El vaso derramaba una lágrima profunda, cierta, envolvente, que se mezclaba con aquel sabor que aún sus papilas gustativas desmenuzaban mezclando los olores que habían penetrado en ella.
El color púrpura, el sabor de antaño, el roble unido a la sutil vainilla, una atrevida conjunción que no hacía sino explotar los sentidos en su mente. Ahora la lágrima que se derramaba, era la suya.

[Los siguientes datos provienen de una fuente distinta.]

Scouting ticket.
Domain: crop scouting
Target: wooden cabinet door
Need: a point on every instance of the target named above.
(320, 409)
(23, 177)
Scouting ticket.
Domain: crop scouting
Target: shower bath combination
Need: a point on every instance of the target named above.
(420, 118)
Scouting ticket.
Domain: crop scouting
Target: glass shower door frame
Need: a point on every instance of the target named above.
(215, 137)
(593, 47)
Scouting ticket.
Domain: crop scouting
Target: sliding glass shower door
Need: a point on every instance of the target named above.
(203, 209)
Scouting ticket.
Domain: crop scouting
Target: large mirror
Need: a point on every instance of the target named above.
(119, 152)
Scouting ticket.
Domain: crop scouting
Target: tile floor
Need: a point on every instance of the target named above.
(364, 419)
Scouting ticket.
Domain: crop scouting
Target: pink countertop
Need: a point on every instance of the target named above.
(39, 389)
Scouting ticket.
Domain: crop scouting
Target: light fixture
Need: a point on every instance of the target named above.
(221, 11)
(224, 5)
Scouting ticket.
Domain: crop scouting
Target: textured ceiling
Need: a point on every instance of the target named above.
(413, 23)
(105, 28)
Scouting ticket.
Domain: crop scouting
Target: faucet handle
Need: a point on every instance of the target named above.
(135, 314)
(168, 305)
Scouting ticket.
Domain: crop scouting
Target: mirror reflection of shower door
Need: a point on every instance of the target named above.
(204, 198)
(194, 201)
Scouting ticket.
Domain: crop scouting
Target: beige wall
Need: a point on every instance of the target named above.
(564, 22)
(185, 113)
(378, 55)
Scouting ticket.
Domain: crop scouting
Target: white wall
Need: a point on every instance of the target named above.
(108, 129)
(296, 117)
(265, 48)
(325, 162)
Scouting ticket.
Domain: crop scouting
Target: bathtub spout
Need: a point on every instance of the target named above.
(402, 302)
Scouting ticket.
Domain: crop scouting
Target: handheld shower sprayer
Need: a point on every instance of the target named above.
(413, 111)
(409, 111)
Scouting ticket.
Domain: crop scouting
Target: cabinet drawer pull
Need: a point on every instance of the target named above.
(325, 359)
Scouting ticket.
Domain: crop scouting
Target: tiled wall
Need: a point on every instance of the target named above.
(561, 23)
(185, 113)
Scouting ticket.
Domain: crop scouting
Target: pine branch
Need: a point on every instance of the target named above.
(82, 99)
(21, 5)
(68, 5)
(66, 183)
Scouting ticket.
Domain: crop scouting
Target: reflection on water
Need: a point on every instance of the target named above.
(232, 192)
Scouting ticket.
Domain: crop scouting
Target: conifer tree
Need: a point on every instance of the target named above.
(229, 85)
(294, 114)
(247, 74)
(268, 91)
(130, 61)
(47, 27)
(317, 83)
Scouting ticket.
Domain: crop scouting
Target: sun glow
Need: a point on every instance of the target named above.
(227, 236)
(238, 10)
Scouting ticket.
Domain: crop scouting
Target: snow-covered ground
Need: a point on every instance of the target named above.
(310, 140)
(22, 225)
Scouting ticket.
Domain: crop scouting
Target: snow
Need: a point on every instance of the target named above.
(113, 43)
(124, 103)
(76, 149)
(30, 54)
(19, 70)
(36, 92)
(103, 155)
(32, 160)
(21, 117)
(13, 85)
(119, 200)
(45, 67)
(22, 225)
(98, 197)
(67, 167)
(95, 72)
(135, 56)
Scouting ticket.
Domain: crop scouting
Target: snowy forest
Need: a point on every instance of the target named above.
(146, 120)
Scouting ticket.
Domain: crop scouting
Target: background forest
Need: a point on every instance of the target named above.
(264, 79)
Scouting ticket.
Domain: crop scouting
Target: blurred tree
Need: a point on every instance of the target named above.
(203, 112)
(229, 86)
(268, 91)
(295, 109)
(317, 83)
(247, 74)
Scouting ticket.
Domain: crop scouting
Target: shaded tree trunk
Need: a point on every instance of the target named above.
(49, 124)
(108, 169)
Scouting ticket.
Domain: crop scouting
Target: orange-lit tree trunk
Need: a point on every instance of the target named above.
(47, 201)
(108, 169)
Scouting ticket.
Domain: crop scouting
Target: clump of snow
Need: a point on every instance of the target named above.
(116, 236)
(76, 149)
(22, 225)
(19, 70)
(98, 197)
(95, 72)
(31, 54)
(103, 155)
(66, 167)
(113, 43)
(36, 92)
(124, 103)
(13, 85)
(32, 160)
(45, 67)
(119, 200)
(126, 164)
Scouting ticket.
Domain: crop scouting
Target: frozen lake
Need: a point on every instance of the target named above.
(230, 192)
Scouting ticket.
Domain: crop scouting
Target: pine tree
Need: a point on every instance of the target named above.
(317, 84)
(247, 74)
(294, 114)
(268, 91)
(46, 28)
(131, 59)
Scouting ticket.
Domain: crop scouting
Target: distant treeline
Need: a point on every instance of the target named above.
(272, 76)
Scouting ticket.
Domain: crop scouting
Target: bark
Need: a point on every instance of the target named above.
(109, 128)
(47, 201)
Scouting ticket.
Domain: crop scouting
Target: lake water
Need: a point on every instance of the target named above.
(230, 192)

El bullicio y las miradas de los que en la barra se habían fijado en ella, no la trajeron de vuelta. Paseaba por campos verdes, praderas a las que nunca faltó la luz, el sol, la belleza, la felicidad. Sentía las uvas aplastadas en sus pies y escuchaba de fondo las carcajadas de los niños.

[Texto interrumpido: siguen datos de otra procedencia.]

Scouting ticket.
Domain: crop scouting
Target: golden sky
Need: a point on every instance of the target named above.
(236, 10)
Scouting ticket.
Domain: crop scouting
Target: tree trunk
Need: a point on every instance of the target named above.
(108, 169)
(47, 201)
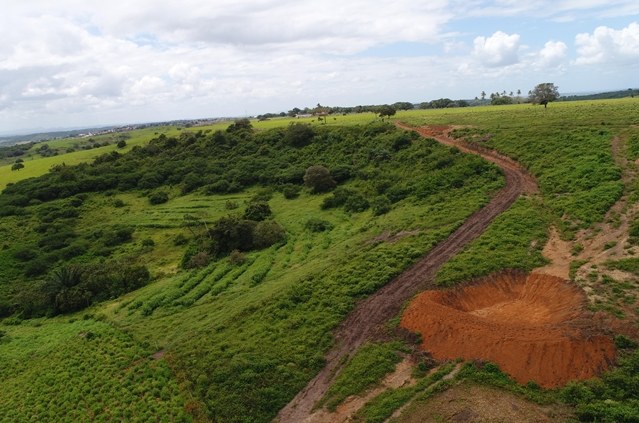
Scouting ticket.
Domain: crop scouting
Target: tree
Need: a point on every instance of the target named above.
(319, 179)
(386, 110)
(544, 93)
(299, 134)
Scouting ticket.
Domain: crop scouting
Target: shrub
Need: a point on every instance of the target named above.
(356, 203)
(318, 225)
(268, 233)
(263, 195)
(218, 187)
(158, 197)
(319, 179)
(342, 173)
(25, 254)
(381, 205)
(257, 211)
(237, 257)
(199, 259)
(231, 205)
(180, 239)
(339, 197)
(118, 235)
(148, 242)
(232, 233)
(299, 135)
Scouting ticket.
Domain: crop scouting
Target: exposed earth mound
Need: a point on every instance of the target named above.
(534, 326)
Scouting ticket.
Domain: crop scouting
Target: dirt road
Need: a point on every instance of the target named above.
(370, 315)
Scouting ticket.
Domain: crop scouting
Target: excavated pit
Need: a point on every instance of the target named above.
(534, 327)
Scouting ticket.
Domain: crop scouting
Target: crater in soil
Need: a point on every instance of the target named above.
(534, 327)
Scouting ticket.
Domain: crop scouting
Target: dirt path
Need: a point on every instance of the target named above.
(370, 315)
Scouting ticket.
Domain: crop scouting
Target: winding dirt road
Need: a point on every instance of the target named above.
(370, 315)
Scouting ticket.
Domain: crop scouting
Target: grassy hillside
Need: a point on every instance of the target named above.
(244, 332)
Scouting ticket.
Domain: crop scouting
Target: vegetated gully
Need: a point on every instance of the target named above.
(370, 315)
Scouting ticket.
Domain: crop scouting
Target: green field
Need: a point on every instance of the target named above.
(235, 336)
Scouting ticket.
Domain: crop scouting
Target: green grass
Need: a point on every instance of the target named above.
(567, 147)
(85, 370)
(242, 339)
(363, 371)
(513, 241)
(380, 408)
(36, 165)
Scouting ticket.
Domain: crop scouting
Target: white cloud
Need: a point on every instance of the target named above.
(498, 50)
(607, 45)
(553, 54)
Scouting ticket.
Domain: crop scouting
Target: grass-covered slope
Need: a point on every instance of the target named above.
(243, 333)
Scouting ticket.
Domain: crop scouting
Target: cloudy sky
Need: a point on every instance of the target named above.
(78, 63)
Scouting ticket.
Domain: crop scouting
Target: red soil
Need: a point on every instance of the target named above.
(533, 326)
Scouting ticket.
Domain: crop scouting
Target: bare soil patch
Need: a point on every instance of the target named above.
(467, 403)
(402, 376)
(534, 326)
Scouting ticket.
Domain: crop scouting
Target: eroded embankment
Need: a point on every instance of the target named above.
(534, 326)
(370, 315)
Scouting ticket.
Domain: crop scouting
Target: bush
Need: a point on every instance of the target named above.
(319, 179)
(291, 191)
(158, 197)
(381, 205)
(199, 259)
(118, 235)
(268, 233)
(25, 254)
(257, 211)
(180, 239)
(356, 203)
(339, 197)
(148, 242)
(237, 257)
(318, 225)
(299, 135)
(232, 233)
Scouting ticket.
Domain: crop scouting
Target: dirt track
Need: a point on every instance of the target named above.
(371, 314)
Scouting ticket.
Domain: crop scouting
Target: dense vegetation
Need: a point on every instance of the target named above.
(271, 262)
(213, 264)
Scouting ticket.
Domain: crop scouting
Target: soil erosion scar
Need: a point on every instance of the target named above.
(370, 314)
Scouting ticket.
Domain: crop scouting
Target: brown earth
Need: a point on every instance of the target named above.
(468, 403)
(401, 377)
(534, 326)
(368, 318)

Sus manos acariciaban el pasado a través de aquella copa de cristal. Un giro más a su vida, a su existencia. Otro sorbo, otro recuerdo que tragar, aunque el nudo se hiciera más y más grande en su garganta.
Sus labios no dejaban escapar nada, ni suspiros, palabras, sonrisas o quejidos. Sólo se abrían para un leve suspiro cuando dejaba entrar los recuerdos en forma de bebida amarga.
En mitad de sus ensoñaciones notó cómo alguien respiraba de forma excitada cerca de la nuca. Un escalofrío que recorrió toda su piel la trajo de vuelta a la tierra. Se recompuso el vestido, mojó sus labios y con una media sonrisa forzada en sus labios antes temblorosos, se volvió.